Source: Bridges Trade BioRes
Ministers from key developing countries have signalled their intention of making a second commitment period to the Kyoto Protocol the “central priority” of the end-of-year UN climate meet in Durban, South Africa. The officials, representing the BASIC countries (Brazil, South Africa, India, and China), insisted that Kyoto is a cornerstone of the multilateral efforts to combat climate change and that failure to agree to a second commitment period would undermine the UN Framework on Climate Change (UNFCCC) process.
“Agreeing on the second commitment period is the central priority for Durban, as failure in this regard would generate a challenge to multilateralism and would undermine the rules based multilateral response to climate change under the UNFCCC,” ministers attending the 26-27 August meeting in Brazil said in a joint statement.
The move comes at a time when a handful of crucial countries - Canada, Japan, and Russia - have openly rejected the idea of signing on to a second commitment period. But with Kyoto’s first commitment period set to expire in 2012, developing countries appear poised to make the Durban Conference of the Parties (COP) a battleground for preserving the only legally-binding climate change agreement.
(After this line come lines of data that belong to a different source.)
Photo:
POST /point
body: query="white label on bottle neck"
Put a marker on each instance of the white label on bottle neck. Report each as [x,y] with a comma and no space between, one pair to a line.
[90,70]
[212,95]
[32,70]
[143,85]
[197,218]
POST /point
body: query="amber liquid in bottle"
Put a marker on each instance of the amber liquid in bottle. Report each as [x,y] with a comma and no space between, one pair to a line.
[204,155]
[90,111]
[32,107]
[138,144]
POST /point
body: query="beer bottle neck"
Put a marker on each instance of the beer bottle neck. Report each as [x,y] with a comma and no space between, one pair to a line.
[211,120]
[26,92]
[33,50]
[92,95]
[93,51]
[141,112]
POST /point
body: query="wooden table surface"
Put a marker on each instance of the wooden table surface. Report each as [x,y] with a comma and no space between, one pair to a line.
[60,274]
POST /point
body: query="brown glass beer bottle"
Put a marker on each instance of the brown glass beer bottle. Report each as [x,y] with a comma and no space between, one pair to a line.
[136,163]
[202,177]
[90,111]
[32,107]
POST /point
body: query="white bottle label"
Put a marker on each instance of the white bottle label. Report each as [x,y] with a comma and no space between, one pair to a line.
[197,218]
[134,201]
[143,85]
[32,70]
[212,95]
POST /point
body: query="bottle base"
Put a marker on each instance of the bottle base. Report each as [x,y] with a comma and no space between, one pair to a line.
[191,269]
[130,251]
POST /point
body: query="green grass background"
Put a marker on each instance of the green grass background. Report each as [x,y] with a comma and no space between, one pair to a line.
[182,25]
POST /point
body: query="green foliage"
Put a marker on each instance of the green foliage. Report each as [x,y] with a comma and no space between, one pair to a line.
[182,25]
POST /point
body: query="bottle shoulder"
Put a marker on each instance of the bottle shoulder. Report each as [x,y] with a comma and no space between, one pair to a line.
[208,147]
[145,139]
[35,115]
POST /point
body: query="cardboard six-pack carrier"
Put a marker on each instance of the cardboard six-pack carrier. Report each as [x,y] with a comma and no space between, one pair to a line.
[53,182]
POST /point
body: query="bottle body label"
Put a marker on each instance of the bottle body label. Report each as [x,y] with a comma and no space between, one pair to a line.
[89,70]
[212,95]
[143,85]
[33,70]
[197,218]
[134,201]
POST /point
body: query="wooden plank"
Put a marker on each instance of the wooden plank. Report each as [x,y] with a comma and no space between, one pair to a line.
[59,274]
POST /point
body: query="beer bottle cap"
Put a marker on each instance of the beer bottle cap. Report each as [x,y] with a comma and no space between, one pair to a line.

The EU, representing some 13 percent of global emissions, is the only representative of major developed countries that has signalled its tentative intention to negotiate a second commitment period. But the absence of major economies - particularly the US, which never signed Kyoto in the first place - calls the usefulness of exercise into question.
In a pessimistic editorial, the Economist opined last Thursday, “never has the UN’s Kyoto protocol looked sorrier.” The article goes on to stress that not only does Durban appear poised to determine little due to the question of Kyoto, but suggests that rich countries have also done little to ensure they are able to meet their commitments agreed to last December in Cancun (see Bridges Trade BioRes, 14 December 2010).
Carbon levels unprecedented despite efforts
Another factor that will undoubtedly shape the way Kyoto is discussed in Durban is data released earlier this year by the International Energy Agency showing that 2010 marked the highest global carbon dioxide output levels ever recorded. With much of the carbon spike attributed to coal-reliant emerging countries - notably China, now the world’s largest polluter - developed countries have even less of an incentive to extend an international agreement to which developing countries have no binding commitments.
China has committed to reduce its “carbon intensity” - carbon emissions relative to production or consumption - by 40 percent by 2020 and Brazil has committed to reduce its overall emissions by 36 percent, but it is unclear whether gestures such as these will create any buy-in incentive for developed countries.
Further complicating matters is the continued poor economic outlook across the developed world, pushing politicians to focus their attention on domestic matters, such as job creation. But despite the gloomy outlook forwarded by some, Parties to the UNFCCC have proved that they have the capacity to find common ground when needed. After all, prospects for reaching a deal going into last year’s Cancun meeting were grim indeed.
Opportunity in adversity: Figueres
In an interview with Reuters last week, Christiana Figueres, the UNFCCC’s executive secretary, said world’s ongoing economic problems should be seen as an opportunity, rather than an obstacle to act on climate change.
“Governments have a huge opportunity here to address some of that economic recovery while addressing climate change,” she said. “It is win-win.”
The climate chief said there are opportunities for hammering out some sort of deal on Kyoto and that an “important group of countries” are engaged in talks on the issue.
“I would say governments are in a creative phase and will explore what would be a middle ground which has to be acceptable to all countries,” she said.
But speaking Monday from the low lying archipelago Kiribati, UN Secretary General Ban Ki Moon was less optimistic. “It is most unfortunate, but perhaps correct, to say that any further significant progress on climate change negotiations is highly unlikely in the near future,” he said.
However, Ban assured his audience that he would bring the concerns of Small Island Developing States (SIDS) back to the United Nations and to the Durban COP. Kiribati is one of the countries most threatened by rising sea levels resulting from climate change.
In the UNFCCC-context, there is discussion about countries’ response measures to mitigate climate change and their potential to have an impact on the social and economic development of other, in particular developing, countries. Several of these measures are trade-related, such as standards and labelling, subsidies, or border measures.
The increasingly dispersed landscape when it comes to carbon abatement policies is causing growing concern among Parties. Such unilateral measures were singled-out as an area of special concern by the BASIC Ministers last week. The prospect of Annex I (developed) country members choosing to present their unilateral emissions mitigation contributions under the Ad-hoc Working Group on Long Term Cooperative Action (LCA), rather than under the Kyoto Protocol “can only be the reflection of reduced political will to cut their greenhouse gas emissions,” they said.
In recognition of this, the UNFCCC-secretariat has convened a three-day workshop dedicated to response measures, which will take place in Bonn later this month. The workshop is intended to bridge gaps between country positions on the issue before Durban gets underway.